Wali Khan passes away

Published January 27, 2006

PESHAWAR, Jan 26: Veteran politician Khan Abdul Wali Khan died here on Thursday morning after protracted illness. He was 89. He has left behind his wife, two sons and two daughters.

The funeral will be held in the city’s Jinnah Park at 3pm on Friday and the late leader will be buried in his ancestral graveyard in the Utmanzai village of Charsadda.

Thousands of people thronged the Jinnah Park where his coffin had been kept for a last glimpse of their leader.

“This is an irreparable loss,” a sobbing Begum Nasim Wali Khan said.

“I can’t imagine that my partner, my political mentor, my role model and my leader, for whom I struggled when he was imprisoned, has left me. I can’t imagine that I wouldn’t see him again,” she said as tears rolled down her cheeks.

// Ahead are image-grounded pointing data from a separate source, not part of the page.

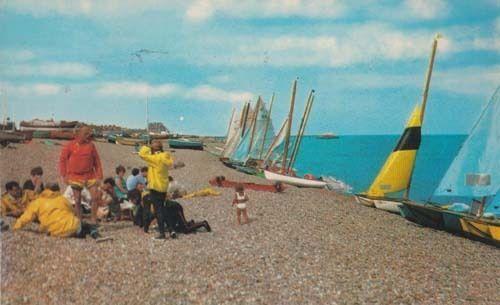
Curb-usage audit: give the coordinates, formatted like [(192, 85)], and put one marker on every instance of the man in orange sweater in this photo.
[(80, 167)]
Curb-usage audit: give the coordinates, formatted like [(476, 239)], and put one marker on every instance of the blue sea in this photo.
[(356, 160)]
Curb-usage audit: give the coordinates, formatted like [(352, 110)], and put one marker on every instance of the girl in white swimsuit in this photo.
[(240, 199)]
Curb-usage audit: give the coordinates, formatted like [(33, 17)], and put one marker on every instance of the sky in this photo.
[(193, 61)]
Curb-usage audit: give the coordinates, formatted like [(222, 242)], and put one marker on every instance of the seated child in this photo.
[(85, 201), (12, 202), (55, 215), (240, 199), (120, 186), (33, 186)]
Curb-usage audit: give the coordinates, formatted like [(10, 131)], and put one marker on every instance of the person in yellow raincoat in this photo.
[(55, 215), (12, 201), (158, 164)]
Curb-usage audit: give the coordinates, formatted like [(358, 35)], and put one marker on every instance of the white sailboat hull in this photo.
[(365, 201), (294, 180), (386, 205)]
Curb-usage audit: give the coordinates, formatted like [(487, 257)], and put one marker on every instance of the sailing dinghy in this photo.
[(470, 188), (395, 175)]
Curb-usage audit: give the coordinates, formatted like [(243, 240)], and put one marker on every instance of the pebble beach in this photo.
[(302, 246)]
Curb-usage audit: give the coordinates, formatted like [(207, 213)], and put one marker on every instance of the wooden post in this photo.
[(289, 127), (230, 124), (302, 128), (267, 127), (254, 123), (424, 102)]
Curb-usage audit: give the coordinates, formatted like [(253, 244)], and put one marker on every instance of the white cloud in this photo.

“It’s a personal loss but it is also a political loss. Pukhtuns don’t value their leaders when they are alive, they come to realize their importance when they are gone,” she quoted the great Red Shirt leader Khan Abdul Ghaffar Khan as having said.

With Wali Khan’s death, the first generation of the Bacha Khan dynasty is over. He was the last of the three surviving sons of the great freedom fighter. His only step sister, 84, is alive.

Asfandyar Wali, the eldest son of the ANP Rahbar-i-Tehrik, received mourners at the Jinnah Park.

Wali Khan, who had been seriously ill for some time, was shifted to Peshawar on Monday after suffering a stroke. Doctors treated him for high blood pressure, breathlessness and high sugar level at the residence of his daughter Dr Gulalai.

Wali Khan suffered a heart attack at 7:11am on Thursday. The attack proved fatal and he breathed his last at around 7:15.

Governor Khalilur Rehman, Chief Minister Akram Khan Durrani, Peshawar-based Afghan Consul-General Abdul Khaliq Farahi and a large number of politicians offered condolences to Asfandyar Wali. They also offered Fateha for the departed soul.

An Indian delegation led by A. Rehman Khan, deputy chairman of Rajya Sabha, the upper house of parliament, and a 25-member delegation led by Afghanistan’s vice-president Karim Khalili are due in Peshawar to attend the funeral of the nationalist leader.

Former Afghan president Prof Burhanuddin Rabbani will accompany the delegation.